Single by Six60

from the album Six60
- Released: 26 July 2019
- Genre: Pop
- Length: 2:51
- Label: Epic, Massive
- Songwriters: Evan Bogart; Malay; Marlon Gerbes; Matiu Walters; Printz Board;
- Producer: Malay

Six60 singles chronology
| "Up There" (2017) | "The Greatest" (2019) | "Catching Feelings" (2019) |

Music video
- "The Greatest" (lyric video) on YouTube

= The Greatest (Six60 song) =

2019 single by Six60

"The Greatest" is a song by New Zealand band Six60, released as the lead single from their third album Six60 in July 2019. The song was a commercial success, becoming triple Platinum certified in New Zealand. In 2023, a new Māori language version of the song, "Te Taumata", was used as the theme song for the 2023 Te Matatini kapa haka festival.

==Background and composition==

The song was written and produced by the band in collaboration with American music producer Malay, and was one of the first songs the group wrote together with Malay. The song was inspired by a 1964 photo of British band the Beatles meeting boxer Muhammad Ali. The band wanted to create a song expressing how they wanted to continue to strive to be better musicians and people. The song was not one of the first tracks recorded during the album's recording sessions, but after its creation became the song that expressed the energy of what they wanted to achieve for their 2019 album.

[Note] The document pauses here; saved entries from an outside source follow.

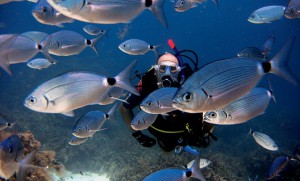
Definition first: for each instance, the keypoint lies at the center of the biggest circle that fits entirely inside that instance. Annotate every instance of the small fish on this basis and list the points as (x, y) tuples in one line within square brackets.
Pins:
[(264, 140), (137, 47), (36, 36), (4, 124), (11, 151), (203, 163), (66, 43), (17, 49), (178, 174), (143, 120), (46, 14), (251, 52), (277, 166), (242, 109), (94, 30), (292, 10), (268, 45), (109, 11), (92, 122), (159, 101), (8, 1), (77, 141), (219, 83), (266, 14), (74, 90), (39, 63), (183, 5)]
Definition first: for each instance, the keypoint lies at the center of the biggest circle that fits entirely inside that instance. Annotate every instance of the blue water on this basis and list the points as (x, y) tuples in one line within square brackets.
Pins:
[(213, 33)]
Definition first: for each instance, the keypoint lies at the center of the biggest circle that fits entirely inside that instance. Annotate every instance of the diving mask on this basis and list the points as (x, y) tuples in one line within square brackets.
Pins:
[(167, 73)]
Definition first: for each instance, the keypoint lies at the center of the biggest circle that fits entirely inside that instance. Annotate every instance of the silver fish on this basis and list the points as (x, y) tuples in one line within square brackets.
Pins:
[(242, 109), (77, 141), (252, 52), (36, 36), (94, 30), (65, 43), (292, 10), (137, 47), (4, 124), (266, 14), (268, 45), (159, 101), (92, 122), (46, 14), (177, 174), (184, 5), (74, 90), (143, 120), (219, 83), (108, 11), (8, 1), (11, 151), (17, 49), (264, 140), (203, 163), (39, 63), (111, 95)]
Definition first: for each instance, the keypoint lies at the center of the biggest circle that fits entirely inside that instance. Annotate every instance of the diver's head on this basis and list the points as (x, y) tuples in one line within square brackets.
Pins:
[(167, 70)]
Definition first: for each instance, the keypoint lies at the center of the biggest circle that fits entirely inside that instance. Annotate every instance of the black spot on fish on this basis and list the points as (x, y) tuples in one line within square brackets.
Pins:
[(148, 3), (266, 66), (88, 42), (39, 47), (111, 81), (188, 173)]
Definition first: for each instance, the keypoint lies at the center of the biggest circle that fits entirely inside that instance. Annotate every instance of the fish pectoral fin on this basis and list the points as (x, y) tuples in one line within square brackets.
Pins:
[(69, 113)]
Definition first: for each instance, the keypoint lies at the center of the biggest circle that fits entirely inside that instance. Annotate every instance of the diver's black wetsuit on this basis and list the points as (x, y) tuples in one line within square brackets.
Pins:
[(177, 125)]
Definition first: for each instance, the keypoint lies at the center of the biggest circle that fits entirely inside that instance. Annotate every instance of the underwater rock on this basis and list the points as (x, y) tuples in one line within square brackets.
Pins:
[(43, 159)]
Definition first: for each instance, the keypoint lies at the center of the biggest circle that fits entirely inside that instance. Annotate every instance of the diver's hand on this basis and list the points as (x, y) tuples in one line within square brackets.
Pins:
[(144, 139)]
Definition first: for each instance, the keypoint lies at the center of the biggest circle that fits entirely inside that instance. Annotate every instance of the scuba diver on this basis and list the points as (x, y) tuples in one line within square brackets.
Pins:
[(177, 128)]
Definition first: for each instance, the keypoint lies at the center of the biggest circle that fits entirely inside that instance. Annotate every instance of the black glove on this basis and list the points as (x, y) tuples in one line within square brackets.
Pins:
[(144, 139)]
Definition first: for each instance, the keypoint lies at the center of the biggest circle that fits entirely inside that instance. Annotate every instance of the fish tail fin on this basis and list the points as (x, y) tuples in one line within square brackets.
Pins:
[(123, 79), (94, 42), (296, 153), (111, 115), (34, 1), (196, 171), (251, 131), (158, 11), (271, 90), (5, 66), (279, 63), (216, 2)]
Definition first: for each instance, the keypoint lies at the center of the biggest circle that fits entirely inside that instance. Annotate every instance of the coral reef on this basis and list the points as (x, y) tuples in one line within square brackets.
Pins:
[(44, 162)]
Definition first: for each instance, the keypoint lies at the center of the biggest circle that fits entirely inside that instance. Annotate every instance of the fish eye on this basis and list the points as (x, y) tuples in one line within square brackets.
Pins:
[(32, 99), (44, 9), (212, 115), (187, 97), (10, 150)]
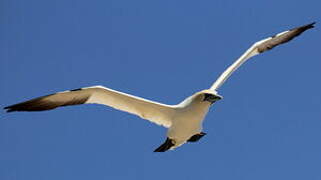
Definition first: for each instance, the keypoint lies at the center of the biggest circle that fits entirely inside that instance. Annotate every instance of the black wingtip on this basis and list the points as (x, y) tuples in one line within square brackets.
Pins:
[(305, 27), (8, 109), (311, 25), (165, 146)]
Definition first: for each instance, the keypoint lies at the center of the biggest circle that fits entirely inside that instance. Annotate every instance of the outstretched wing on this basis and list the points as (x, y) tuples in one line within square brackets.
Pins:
[(259, 47), (156, 112)]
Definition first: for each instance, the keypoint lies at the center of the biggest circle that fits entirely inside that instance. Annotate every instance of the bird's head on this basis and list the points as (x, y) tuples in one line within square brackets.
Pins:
[(206, 96), (202, 98), (210, 96)]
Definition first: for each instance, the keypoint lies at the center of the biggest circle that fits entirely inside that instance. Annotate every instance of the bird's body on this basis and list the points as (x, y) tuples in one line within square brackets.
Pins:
[(184, 120)]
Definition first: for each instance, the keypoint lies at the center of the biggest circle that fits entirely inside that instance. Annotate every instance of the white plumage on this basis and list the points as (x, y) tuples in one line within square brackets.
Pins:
[(184, 120)]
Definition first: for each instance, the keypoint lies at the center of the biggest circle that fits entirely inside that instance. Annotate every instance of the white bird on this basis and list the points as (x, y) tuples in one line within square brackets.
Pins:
[(184, 120)]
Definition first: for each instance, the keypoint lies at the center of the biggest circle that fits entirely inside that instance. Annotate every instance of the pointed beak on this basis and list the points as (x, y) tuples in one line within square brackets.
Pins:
[(212, 98)]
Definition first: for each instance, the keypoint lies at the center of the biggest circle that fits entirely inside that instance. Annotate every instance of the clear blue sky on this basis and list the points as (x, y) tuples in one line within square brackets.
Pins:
[(268, 126)]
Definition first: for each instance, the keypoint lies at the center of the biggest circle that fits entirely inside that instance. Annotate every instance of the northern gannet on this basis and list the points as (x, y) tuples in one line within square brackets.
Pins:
[(184, 120)]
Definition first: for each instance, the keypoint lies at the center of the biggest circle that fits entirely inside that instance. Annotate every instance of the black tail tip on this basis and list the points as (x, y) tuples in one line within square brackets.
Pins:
[(8, 109)]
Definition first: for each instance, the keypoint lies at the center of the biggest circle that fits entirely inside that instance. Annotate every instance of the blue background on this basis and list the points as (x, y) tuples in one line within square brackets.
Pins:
[(268, 126)]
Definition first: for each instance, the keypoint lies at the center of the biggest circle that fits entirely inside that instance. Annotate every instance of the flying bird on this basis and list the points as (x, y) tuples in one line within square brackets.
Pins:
[(184, 120)]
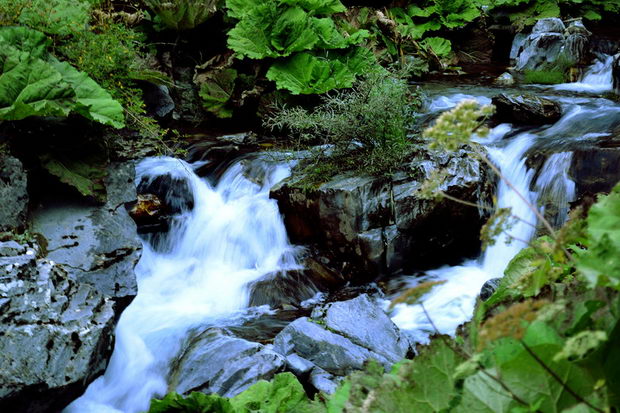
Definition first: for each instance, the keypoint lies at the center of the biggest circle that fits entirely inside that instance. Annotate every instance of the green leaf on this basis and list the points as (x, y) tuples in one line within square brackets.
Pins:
[(600, 263), (305, 73), (194, 403), (293, 32), (84, 175), (440, 46), (92, 101), (318, 7), (283, 394)]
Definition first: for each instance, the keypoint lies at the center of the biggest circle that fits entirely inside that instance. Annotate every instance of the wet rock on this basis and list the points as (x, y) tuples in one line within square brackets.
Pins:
[(372, 226), (213, 362), (157, 100), (313, 342), (505, 79), (340, 337), (13, 193), (56, 333), (488, 288), (365, 323), (615, 73), (552, 46), (98, 244), (526, 109)]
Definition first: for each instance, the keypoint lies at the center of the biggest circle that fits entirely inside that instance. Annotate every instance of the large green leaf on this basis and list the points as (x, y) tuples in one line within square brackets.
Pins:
[(600, 263), (305, 73), (283, 394)]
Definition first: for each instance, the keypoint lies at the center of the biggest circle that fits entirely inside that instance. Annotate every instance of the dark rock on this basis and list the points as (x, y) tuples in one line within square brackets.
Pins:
[(56, 334), (526, 109), (98, 244), (213, 362), (488, 288), (13, 193), (615, 73), (339, 338), (369, 225), (366, 324), (552, 46), (157, 100)]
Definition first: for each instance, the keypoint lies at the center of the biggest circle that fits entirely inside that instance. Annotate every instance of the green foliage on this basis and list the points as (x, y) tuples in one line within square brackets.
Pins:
[(182, 14), (280, 395), (34, 83), (544, 77), (312, 54), (367, 126), (600, 263), (57, 17)]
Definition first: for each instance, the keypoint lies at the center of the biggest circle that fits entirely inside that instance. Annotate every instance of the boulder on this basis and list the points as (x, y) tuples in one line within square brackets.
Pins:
[(526, 109), (339, 338), (56, 333), (97, 243), (13, 193), (551, 46), (374, 226), (615, 73), (214, 362)]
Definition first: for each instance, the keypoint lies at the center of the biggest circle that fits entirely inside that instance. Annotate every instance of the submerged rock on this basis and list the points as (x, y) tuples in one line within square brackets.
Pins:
[(99, 244), (526, 109), (373, 225), (56, 333), (214, 362), (13, 193), (339, 338)]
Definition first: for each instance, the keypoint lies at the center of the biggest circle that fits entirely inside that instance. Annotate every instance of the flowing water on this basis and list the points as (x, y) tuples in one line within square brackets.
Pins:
[(234, 235), (198, 274)]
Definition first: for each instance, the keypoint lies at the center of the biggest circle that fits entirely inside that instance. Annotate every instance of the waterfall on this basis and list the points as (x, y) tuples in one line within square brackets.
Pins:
[(234, 235), (452, 302)]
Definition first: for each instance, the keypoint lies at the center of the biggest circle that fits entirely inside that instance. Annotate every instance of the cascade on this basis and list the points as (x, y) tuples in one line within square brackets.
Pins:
[(234, 235)]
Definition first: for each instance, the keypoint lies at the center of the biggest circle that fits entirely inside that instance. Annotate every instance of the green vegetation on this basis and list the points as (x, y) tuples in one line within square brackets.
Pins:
[(365, 128), (544, 77)]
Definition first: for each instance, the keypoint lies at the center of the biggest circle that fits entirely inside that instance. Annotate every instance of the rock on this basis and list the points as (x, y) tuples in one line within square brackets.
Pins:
[(340, 337), (488, 288), (55, 333), (365, 323), (98, 244), (615, 73), (157, 100), (505, 79), (549, 25), (372, 225), (313, 342), (13, 193), (526, 109), (213, 362), (552, 46)]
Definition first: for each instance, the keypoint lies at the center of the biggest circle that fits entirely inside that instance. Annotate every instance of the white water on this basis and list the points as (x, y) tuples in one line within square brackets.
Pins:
[(234, 235), (452, 303), (597, 79)]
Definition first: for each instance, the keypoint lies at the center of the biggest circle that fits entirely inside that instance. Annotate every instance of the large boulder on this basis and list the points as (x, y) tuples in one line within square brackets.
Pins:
[(526, 109), (373, 226), (13, 193), (215, 362), (98, 243), (339, 338), (55, 332), (552, 46)]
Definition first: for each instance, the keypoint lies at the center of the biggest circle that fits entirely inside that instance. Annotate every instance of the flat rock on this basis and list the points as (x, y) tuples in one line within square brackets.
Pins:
[(213, 362)]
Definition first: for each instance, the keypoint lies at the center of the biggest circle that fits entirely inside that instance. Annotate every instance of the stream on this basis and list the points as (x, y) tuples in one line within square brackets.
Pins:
[(197, 275)]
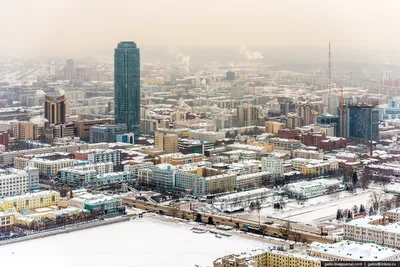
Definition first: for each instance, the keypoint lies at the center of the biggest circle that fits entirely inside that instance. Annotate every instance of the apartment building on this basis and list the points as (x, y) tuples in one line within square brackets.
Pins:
[(309, 189), (353, 251), (30, 201), (7, 158), (100, 156), (49, 167), (7, 220), (220, 183), (251, 180), (209, 136), (272, 164), (17, 182), (270, 258), (180, 159), (373, 229)]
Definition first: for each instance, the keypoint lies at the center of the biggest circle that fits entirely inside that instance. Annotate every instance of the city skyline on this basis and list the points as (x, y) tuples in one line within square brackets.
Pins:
[(206, 23)]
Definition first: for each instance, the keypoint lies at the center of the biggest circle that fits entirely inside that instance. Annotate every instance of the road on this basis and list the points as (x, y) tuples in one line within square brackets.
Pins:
[(271, 230)]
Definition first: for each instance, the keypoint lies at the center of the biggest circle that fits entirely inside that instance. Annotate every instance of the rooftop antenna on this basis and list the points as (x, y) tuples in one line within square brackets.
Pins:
[(329, 77)]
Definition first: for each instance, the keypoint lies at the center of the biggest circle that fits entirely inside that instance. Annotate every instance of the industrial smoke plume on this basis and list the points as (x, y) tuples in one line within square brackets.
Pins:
[(250, 55)]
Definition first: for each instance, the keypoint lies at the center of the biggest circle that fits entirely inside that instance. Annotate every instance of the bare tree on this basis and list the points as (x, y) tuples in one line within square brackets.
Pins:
[(375, 199), (385, 205), (396, 201), (355, 209), (285, 230), (365, 180), (174, 210)]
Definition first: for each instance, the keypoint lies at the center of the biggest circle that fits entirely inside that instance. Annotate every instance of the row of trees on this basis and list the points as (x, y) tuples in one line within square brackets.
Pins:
[(49, 222)]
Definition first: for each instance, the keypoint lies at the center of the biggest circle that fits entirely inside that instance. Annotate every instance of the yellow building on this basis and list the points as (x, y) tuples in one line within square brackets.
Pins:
[(271, 258), (273, 127), (166, 142), (30, 201), (315, 169), (7, 220)]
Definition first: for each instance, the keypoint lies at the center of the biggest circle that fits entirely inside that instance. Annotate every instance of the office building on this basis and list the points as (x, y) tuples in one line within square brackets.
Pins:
[(55, 109), (303, 111), (166, 142), (326, 120), (273, 127), (16, 182), (106, 133), (100, 156), (127, 86), (4, 139), (248, 114), (30, 201), (69, 69), (374, 229), (363, 122), (24, 130), (83, 127), (272, 164)]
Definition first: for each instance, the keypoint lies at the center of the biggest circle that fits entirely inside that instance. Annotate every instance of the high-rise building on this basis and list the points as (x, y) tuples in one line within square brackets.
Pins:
[(106, 133), (362, 122), (249, 114), (55, 109), (327, 119), (69, 69), (127, 86), (24, 130), (303, 111)]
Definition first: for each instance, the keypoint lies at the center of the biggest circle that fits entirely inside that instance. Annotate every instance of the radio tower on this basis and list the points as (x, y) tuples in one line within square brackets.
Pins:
[(329, 77)]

The single artwork is an homage to the photo of the Beatles and Ali.

== Release and promotion ==

The song was released on 26 July 2019, as the leading single from their third studio album Six60. The band released a trailer for their documentary Six60: Till the Lights Go Out at the time of the release of "The Greatest".

In 2023, "The Greatest" was re-recorded in Māori as "Te Taumata". The track was translated with the help of Max Matenga, and served as the theme song of the 2023 Te Matatini kapa haka festival. The song will be released as the 50th song released from He Tau Makuru, an album project celebrating the 50th anniversary of Te Matatini.

==Critical reception==

The song was nominated for the Aotearoa Music Award for Single of the Year at the 2019 New Zealand Music Awards, losing to "Soaked" by Benee

==Credits and personnel==
Credits adapted from Tidal.

- Printz Board – songwriting
- Evan Bogart – songwriting
- Matt Chamberlain – drums
- Ji Fraser – guitar
- Malay – engineer, guitar, production, songwriting
- Marlon Gerbes – guitar, keyboards, songwriting
- Raul Lopez – assistant recording engineer
- Chris Mac – bass guitar
- Emerson Mancini – mastering engineer
- Manny Marroquin – mixer
- Eli Paewai – drums
- Six60 – performer
- Matiu Walters – songwriting, vocals

==Charts==

| Chart (2019) | Peak position |
|---|---|
| New Zealand (Recorded Music NZ) | 3 |

=== Year-end charts ===

| Chart (2019) | Position |
|---|---|
| New Zealand (Recorded Music NZ) | 30 |
| Chart (2020) | Position |
| New Zealand (Recorded Music NZ) | 24 |
| Chart (2021) | Position |
| New Zealand (Recorded Music NZ) | 50 |

== Certifications ==

Certifications for "The Greatest"
| Region | Certification | Certified units/sales |
| New Zealand (RMNZ) | 7× Platinum | 210,000^{‡} |
^{‡} Sales+streaming figures based on certification alone.